Agile development methodology – in many ways the counterpoint to PRINCE2 – takes a slightly different approach. Rather than assessment against a definitive business case, it embraces changing requirements throughout a project. Changes that emerge from customer interactions with working software and the business’s changing priorities. It is the capacity to re-adjust and re-calibrate projects that delivers better, customer-centred solutions.

The other human tendency that bedevils project work is perfectionism. In seeking perfection we often expend more and more energy at the end of a process to achieve smaller and smaller gains. So I like this, the 10th Principle from the Agile Manifesto:

Simplicity – the art of maximizing the amount of work not done – is essential.

But if you’re working with evolving requirements, if you’re seeking simplicity over complexity, how do you ever know when good is good enough? All projects need a set of clear outcomes that you can measure your output against – well defined success criteria.

So I like the first half of the PACE definition of Purposeful: We have clear goals.

The Agile Manifesto also emphasises building in incremental improvements to the development process (Principle #12). Teams should ask themselves: what went well and what didn’t go so well in the last sprint and re-calibrate and readjust working methods and the project accordingly.

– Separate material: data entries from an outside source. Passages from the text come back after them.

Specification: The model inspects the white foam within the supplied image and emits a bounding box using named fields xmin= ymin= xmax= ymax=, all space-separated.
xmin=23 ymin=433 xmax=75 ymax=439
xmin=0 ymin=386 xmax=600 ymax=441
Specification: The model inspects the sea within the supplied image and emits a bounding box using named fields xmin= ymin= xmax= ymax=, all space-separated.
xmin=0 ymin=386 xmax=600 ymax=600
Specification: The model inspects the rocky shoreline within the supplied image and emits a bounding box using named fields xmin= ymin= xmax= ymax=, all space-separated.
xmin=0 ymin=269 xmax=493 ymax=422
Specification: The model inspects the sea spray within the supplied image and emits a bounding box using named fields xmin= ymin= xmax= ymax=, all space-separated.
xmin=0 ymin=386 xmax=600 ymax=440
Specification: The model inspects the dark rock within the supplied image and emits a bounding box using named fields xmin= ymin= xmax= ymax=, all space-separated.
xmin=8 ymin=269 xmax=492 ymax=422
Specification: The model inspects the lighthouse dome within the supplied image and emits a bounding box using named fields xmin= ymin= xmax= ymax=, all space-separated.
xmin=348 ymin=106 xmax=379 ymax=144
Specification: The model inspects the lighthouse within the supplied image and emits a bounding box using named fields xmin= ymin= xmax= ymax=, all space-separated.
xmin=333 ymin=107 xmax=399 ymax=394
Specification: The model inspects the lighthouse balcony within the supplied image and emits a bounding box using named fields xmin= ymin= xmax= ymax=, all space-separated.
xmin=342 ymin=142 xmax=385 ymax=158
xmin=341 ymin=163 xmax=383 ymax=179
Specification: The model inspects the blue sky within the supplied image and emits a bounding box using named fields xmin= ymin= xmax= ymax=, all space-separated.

At regular intervals, the team reflects on how to become more effective, then tunes and adjusts its behaviour accordingly.

We Are Purposeful v0.2

So it might be a bit wordy to stencil onto the wall, but perhaps we should add some qualifying statements. We have clear goals and finish what we start…

  • but we know that sometimes it’s better to stop.
  • we re-adjust and re-calibrate along the way.
  • we know when good is good enough.